Your browser doesn't support javascript.
loading
An anatomical study of the external bone graft axis from the pedicle to the endplate from T10 to L5 in compression healing fractures of the anterior vertebral column / 中华创伤骨科杂志
Chinese Journal of Orthopaedic Trauma ; (12): 624-630, 2023.
Article in Chinese | WPRIM | ID: wpr-992758
ABSTRACT

Objective:

To anatomically study the external bone graft axis from the pedicle (canal) to the endplate designed for compression healing fractures of the anterior vertebral column in freshly dried vertebral specimens from T10 to L5.

Methods:

Eight groups of freshly dried vertebral specimens from T10 to L5 (128 vertebral bodies and 256 lateral pedicles and lateral vertebral bodies) were used to observe the vertebral axis of the pedicle (canal), the internal sagittal diameter of the pedicle (canal), and the sagittal diameter of the vertebral body, and the position of vertebral pedicle (canal) axis (f-angle) before design of the external bone graft axis from the pedicle (canal) to the endplate of the compression healing vertebral body. (1) The internal sagittal diameter of the pedicle (canal) was divided into 3 segments. The lateral segment of the vertebral plate was wide, the middle segment of the isthmus of the vertebral arch was narrow and the medial segment of the terminal segment of the vertebral arch was wide. The narrow isthmus of the middle arch (canal) was used as a transposition axis in the design of the axis of the bone graft from the vertebral arch (canal) to the endplate of the compression healing vertebral body. (2) The axis of the vertebral body of the pedicle (canal) was located medial to the transposition axis, parallel to the f-angle at 0° as described by Saillant G. (3) The compression degree of the vertebral body was measured at the outer edge of the lateral anterior column, with Ⅰ° for less than 1/4 compression of the anterior column of the vertebral body, Ⅱ° for 1/4 to 2/4, Ⅲ° for 2/4 to 3/4 and Ⅳ° for more than 3/4 of the compression. (4) The f-angle described by Salliant G at the entry end which was corresponding to the endplate of the compression healing vertebral body was used to design the pedicle (canal) to the outer implant axis of the endplate of the compression healing vertebral body.

Results:

At an f-angle of 8° to 10°, the bone graft axis was aligned with the Ⅱ° compression healing vertebral endplate on the superior endplate side of the vertebral body axis of the arch; at an f-angle of 16° to 18°, the bone graft axis corresponded to the superior endplate of the Ⅰ° compression healing vertebral body.

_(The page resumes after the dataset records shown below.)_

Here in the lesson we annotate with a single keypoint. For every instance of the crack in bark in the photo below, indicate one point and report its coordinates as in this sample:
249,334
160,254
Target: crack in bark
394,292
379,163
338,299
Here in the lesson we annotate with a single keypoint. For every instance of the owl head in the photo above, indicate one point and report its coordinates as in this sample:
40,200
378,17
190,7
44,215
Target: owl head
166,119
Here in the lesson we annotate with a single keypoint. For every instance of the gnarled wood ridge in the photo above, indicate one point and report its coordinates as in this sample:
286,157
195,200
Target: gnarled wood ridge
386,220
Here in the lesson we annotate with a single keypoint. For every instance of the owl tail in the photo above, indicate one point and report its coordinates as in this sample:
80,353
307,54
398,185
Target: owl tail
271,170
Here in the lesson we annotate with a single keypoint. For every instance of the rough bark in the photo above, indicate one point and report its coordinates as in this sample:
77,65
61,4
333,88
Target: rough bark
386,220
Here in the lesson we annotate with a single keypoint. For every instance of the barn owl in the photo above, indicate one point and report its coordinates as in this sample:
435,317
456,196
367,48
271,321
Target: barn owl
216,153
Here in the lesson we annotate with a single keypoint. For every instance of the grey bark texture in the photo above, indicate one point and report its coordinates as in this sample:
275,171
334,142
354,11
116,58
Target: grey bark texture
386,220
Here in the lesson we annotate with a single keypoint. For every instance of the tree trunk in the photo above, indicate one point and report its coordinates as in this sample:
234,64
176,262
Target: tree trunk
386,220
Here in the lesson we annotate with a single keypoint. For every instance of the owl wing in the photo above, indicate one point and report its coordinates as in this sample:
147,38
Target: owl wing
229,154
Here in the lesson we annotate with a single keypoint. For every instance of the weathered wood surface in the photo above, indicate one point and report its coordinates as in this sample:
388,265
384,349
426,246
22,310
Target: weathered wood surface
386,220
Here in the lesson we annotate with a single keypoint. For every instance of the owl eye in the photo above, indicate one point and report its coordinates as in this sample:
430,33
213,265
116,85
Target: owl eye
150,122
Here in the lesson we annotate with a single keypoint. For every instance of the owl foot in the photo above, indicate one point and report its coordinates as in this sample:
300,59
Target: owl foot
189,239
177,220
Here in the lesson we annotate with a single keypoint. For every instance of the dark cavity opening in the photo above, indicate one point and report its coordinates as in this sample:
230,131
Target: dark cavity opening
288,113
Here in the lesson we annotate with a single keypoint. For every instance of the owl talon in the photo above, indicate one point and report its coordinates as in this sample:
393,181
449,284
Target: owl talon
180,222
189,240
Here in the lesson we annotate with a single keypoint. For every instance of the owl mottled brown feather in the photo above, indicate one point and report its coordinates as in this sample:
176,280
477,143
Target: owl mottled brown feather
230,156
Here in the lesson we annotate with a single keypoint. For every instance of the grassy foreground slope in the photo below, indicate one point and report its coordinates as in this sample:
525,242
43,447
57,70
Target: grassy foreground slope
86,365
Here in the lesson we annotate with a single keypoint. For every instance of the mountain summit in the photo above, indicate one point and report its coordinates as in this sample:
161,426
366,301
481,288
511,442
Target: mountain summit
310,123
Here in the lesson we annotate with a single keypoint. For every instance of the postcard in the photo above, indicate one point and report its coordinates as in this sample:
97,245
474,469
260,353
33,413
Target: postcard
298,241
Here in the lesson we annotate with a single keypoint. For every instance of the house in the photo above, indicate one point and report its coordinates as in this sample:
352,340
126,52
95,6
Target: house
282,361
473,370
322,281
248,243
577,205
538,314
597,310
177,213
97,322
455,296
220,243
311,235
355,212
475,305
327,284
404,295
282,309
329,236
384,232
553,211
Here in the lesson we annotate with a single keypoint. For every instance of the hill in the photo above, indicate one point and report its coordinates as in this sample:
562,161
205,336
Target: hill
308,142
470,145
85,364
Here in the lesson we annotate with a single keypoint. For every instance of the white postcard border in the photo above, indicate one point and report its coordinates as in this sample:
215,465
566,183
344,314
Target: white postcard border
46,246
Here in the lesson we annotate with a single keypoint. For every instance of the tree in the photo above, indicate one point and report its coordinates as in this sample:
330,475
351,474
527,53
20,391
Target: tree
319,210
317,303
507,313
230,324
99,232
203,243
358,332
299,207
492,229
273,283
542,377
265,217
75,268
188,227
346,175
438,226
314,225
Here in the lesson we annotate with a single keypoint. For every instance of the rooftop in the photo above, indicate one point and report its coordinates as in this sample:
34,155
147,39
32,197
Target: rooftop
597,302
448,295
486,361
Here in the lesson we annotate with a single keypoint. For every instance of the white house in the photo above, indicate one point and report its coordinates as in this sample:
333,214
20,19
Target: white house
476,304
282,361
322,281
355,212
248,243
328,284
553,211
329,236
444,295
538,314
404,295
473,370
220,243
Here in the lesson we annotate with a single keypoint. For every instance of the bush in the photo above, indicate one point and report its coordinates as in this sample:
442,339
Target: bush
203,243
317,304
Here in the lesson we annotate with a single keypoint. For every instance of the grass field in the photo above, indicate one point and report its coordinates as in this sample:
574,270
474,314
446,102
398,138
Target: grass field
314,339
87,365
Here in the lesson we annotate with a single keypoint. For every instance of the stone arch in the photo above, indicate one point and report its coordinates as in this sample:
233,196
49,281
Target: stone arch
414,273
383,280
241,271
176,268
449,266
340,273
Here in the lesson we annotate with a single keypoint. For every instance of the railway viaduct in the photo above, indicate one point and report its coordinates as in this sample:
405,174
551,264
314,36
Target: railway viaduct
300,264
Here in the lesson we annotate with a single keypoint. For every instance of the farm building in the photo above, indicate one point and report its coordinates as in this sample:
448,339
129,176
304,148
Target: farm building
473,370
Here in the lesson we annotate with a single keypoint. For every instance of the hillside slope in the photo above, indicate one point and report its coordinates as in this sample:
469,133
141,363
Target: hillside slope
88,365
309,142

At an f-angle of -10°~-8°, the bone graft axis corresponded to the Ⅲ° compression healing vertebral endplate on the inferior endplate side of the vertebral body axis of the arch; at an f-angle of -18°~-16°, the bone graft axis corresponded to the inferior endplate of the Ⅳ° compression healing vertebral body.

Conclusions:

The external axis from the pedicle (canal) to the endplate designed in the present anatomic study for compression healing fractures of the anterior vertebral column allows for safe and easy granular bone implantation due to the toughness of the cortical bone around the arch root (canal) in addition to the precise design of the bone graft axis from the pedicle to the endplate from T10 to L5.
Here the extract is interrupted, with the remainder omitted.